H1 2026 earnings summary
25 Feb, 2026Executive summary
Achieved record normalized EBITDA and NPAT for the first half of FY 2026, despite revenue declining 4.9–5% year-over-year to AUD 273.3 million due to project timing and delivery phasing; record revenue achieved in Building & Facade and Emerging Sectors.
Gross profit reached a record high for the period, with strong margins across all sectors and robust subsidiary performance supporting diversification and margin strength.
Strategic acquisitions (EIG Australia, RGK Resources) and investments in business systems expanded technical capabilities and sector reach, supporting future growth.
Strong order book and pipeline, with major project awards anticipated in the near term.
Subsidiaries and emerging sectors delivered robust performances, contributing to diversification and margin strength.
Financial highlights
Revenue: AUD 273.3 million, down 4.9–5% year-over-year due to project timing.

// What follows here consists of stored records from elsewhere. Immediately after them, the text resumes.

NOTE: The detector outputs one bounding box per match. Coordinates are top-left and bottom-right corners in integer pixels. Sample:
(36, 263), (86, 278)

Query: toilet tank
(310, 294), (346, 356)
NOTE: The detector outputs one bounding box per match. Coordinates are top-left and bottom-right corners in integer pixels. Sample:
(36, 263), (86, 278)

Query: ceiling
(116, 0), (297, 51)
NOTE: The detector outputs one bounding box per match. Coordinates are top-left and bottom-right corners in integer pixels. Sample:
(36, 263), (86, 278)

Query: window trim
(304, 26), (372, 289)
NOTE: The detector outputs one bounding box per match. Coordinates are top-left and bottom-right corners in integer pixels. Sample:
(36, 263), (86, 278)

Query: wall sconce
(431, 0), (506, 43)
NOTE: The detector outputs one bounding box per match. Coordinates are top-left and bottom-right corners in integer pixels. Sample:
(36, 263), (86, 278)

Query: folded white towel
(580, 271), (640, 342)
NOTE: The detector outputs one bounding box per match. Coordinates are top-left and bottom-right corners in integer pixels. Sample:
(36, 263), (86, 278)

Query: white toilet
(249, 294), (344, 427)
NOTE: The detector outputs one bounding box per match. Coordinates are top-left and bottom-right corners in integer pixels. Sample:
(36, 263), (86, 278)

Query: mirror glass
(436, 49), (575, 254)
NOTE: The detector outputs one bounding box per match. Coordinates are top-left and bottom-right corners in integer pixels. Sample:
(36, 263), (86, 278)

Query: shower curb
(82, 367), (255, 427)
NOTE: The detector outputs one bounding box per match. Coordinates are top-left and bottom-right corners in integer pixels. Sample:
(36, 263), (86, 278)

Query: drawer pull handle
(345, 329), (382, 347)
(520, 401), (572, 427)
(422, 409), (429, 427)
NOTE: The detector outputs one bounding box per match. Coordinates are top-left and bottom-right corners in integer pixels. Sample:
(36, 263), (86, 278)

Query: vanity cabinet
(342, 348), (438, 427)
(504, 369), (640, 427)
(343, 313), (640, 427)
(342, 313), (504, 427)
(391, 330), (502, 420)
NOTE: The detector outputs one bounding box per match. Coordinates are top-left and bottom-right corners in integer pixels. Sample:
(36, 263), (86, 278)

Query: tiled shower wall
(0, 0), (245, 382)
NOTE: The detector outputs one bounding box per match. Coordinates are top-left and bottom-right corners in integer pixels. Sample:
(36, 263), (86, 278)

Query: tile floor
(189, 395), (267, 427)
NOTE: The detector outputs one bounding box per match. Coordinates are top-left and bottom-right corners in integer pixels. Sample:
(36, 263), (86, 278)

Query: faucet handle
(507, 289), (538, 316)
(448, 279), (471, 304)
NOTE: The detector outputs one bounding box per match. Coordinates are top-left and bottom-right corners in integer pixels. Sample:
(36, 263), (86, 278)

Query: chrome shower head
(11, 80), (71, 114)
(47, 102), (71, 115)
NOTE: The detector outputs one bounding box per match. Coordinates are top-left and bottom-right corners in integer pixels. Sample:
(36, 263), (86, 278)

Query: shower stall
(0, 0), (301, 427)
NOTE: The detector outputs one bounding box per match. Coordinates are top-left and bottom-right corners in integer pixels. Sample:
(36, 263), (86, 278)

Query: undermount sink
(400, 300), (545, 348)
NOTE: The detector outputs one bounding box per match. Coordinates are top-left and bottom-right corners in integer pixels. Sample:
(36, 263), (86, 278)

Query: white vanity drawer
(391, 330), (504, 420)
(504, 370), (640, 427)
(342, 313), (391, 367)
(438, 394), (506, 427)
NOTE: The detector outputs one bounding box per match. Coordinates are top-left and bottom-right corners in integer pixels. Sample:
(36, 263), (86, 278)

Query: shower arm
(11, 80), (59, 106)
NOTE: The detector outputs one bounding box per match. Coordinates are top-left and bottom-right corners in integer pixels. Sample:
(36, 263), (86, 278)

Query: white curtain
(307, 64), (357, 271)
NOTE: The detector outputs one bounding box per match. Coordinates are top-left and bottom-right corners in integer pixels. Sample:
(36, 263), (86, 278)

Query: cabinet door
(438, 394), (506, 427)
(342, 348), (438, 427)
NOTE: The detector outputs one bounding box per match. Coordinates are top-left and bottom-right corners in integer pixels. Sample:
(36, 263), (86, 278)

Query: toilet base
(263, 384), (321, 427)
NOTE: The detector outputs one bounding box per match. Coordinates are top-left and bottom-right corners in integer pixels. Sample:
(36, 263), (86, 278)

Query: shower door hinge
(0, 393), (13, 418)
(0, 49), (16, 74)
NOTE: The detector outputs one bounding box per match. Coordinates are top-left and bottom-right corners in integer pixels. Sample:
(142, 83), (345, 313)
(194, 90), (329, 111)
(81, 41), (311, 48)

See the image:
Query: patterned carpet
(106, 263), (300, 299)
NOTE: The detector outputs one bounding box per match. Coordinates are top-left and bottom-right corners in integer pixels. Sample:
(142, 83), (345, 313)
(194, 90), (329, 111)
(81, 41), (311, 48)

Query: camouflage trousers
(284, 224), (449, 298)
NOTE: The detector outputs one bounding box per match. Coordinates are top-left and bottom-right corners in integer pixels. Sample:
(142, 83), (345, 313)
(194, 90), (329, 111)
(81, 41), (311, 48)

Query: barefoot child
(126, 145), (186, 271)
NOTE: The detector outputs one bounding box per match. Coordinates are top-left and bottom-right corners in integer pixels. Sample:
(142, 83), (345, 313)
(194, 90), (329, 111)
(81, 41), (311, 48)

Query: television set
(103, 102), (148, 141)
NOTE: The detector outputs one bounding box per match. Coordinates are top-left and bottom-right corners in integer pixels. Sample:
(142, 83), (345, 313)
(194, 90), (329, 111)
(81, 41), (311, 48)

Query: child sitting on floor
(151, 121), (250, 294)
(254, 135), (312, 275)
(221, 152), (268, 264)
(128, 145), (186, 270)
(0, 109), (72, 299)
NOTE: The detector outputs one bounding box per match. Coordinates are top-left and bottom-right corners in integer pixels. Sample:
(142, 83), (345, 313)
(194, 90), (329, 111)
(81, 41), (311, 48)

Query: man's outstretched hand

Normalized EBITDA: AUD 27.5 million, up 2% year-over-year; margin lifted to 10%.
NPAT: AUD 13.4 million, up 3.5–4% year-over-year.
EPS: AUD 0.0525, up 1.2% year-over-year.
Interim dividend: AUD 0.0175 per share, fully franked, declared for payment on 29 April 2026.
Gross profit: AUD 55.4 million, up 3.9–4% year-over-year, highest half-year gross profit.
Net cash: AUD 76 million as of December 31, 2025.
Net tangible assets per share rose to 25.45 cents from 21.32 cents year-over-year.
Outlook and guidance
Revenue and EBITDA expected to grow in the second half, supported by a rising order book and major project awards.
Order book increased to AUD 400 million as of 23 Feb 2026, with a pipeline of AUD 4.6 billion and tenders at AUD 1.8 billion.
Gross margins across sectors seen as sustainable, with minor fluctuations expected.
Guidance to be reviewed and potentially updated after major project awards.
Anticipates robust contributions from subsidiaries and further growth from strategic acquisitions.